Both of these are very unlikely to be radiosity-related, as no changes have been
made to radiosity except for those performance counters already mentioned. So
the best bet (for both, actually) would be problems with the crackle cache.


> A. I have found the previous Betas (31 and earlier) achieve inconsistent
> radiosity samples for each SMP block, such that hard lines are visible at the
> block edges - a deal-breaker in most cases. This occurs on pattern-based
> normals, and implicit functions with high gradient. Increasing the 'radiosity
> end pretrace' reduces this problem a bit, but I can't get away from the fact
> that each SMP block uses different lighting data. I'm testing this
> (incidentally) on a scene at the moment, so will be able to report more soon.

The effect you see is simply an inevitability if your pretrace is poorly tuned
(or you have "always_sample" set to "on", which unfortunately is the default);
every(!) sample taken during final render *will* produce an artifact; it's just
a matter of the pixels rendering order to determine how it manifests:
Horizontally "smeared" blotches are telltale signs of a
horizontal-line-oriented approach (like in POV 3.6, and within each SMP box in
POV 3.7), while prominent brightness differences between SMP blocks are -
obviously - the result of a block-oriented aproach.
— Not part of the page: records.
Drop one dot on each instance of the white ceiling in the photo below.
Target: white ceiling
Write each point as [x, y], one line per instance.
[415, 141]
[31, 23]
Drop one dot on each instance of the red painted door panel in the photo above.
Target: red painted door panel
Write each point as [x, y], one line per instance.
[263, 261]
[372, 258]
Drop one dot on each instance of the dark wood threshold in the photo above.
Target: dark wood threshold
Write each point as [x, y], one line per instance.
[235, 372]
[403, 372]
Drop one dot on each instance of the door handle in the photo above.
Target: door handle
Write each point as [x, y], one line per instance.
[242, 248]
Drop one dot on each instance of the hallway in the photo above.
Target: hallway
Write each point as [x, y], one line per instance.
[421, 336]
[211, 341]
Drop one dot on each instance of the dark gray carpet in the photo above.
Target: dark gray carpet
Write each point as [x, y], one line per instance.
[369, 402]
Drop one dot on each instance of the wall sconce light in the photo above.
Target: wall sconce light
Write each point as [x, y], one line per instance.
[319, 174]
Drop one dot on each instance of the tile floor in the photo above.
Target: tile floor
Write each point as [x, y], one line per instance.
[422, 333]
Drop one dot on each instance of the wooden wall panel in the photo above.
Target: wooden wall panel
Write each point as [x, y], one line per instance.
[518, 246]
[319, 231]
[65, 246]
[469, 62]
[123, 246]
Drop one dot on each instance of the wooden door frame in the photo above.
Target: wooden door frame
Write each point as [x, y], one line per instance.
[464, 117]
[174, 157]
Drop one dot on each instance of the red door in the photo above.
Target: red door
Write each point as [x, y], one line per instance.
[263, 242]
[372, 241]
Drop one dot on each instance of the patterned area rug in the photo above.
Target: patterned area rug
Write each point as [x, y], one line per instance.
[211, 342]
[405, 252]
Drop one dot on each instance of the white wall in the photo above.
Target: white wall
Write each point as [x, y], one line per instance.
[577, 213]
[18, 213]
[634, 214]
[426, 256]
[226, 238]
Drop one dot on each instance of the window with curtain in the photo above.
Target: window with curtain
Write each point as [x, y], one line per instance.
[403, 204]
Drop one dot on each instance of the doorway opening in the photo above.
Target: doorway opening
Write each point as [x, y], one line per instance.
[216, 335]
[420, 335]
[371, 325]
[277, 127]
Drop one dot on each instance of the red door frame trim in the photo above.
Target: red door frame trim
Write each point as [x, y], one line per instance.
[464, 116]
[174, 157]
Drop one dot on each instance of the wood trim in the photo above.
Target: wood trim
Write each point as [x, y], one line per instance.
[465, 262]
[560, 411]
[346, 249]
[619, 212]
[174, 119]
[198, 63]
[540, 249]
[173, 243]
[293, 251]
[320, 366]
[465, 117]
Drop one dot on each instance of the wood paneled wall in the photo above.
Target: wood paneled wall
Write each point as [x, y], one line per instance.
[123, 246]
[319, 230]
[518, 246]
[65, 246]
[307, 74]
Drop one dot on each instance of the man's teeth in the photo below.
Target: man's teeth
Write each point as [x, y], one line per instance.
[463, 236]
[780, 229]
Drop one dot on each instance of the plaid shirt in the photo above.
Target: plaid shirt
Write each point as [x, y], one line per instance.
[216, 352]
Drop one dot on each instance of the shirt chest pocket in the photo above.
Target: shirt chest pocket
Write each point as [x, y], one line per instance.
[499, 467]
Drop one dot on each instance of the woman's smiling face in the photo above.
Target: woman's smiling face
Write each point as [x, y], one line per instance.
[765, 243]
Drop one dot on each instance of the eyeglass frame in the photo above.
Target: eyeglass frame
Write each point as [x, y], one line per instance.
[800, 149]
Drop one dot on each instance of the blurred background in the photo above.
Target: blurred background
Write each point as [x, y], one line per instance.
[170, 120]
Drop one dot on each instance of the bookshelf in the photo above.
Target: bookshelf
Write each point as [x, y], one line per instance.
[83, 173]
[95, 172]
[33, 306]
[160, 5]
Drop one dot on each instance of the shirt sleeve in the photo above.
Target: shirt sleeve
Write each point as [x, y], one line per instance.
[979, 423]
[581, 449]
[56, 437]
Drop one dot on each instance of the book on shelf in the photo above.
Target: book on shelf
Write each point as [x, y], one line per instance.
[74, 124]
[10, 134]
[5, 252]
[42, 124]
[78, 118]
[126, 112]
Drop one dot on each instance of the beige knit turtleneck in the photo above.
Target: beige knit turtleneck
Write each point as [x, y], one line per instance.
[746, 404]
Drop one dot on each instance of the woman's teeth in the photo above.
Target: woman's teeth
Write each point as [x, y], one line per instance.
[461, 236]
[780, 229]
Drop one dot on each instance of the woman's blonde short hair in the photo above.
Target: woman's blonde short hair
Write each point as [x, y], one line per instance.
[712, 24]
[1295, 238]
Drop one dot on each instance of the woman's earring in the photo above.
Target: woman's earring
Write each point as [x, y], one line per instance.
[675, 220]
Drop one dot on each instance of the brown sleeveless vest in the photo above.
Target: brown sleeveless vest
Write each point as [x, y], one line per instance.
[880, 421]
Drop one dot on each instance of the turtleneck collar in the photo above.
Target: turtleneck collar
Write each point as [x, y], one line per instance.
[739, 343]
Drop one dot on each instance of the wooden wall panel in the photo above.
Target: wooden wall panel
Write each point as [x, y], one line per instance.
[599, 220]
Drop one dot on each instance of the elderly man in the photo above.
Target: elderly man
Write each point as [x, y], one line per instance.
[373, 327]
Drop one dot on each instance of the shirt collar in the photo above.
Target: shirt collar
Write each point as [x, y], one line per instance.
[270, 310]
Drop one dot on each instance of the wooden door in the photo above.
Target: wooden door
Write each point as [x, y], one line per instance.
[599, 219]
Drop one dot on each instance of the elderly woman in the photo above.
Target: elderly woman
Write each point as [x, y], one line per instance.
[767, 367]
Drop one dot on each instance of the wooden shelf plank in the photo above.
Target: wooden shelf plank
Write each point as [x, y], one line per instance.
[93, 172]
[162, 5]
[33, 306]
The basic problem occurs when during the final render a pixel *needs* an
additional sample, while pixels in the vicinity *could* make use of that
additional sample but by themselves wouldn't call for it. Unfortunately, on
average half of these will have been rendered already by the time the new
sample is found to be inevitable and is therefore computed. The pixels not yet
rendered will pick up that sample, while those already rendered will not be
able to do so.

As you can see, there is no SMP involved so far. It's just the block-oriented
pixel rendering order you see, nothing more.

A good rule of thumb for pretrace tuning is that at least half the samples
should be gathered during pretrace already; unless you're using exotic
settings, this is usually sufficient to keep the artifacts below visibility.
Provided you switch "always_sample" off, that is.

Make sure to use "low_error_factor" and "nearest_count" - they're the chief
weapons to make sure pretrace gives a good sample coverage for the main render.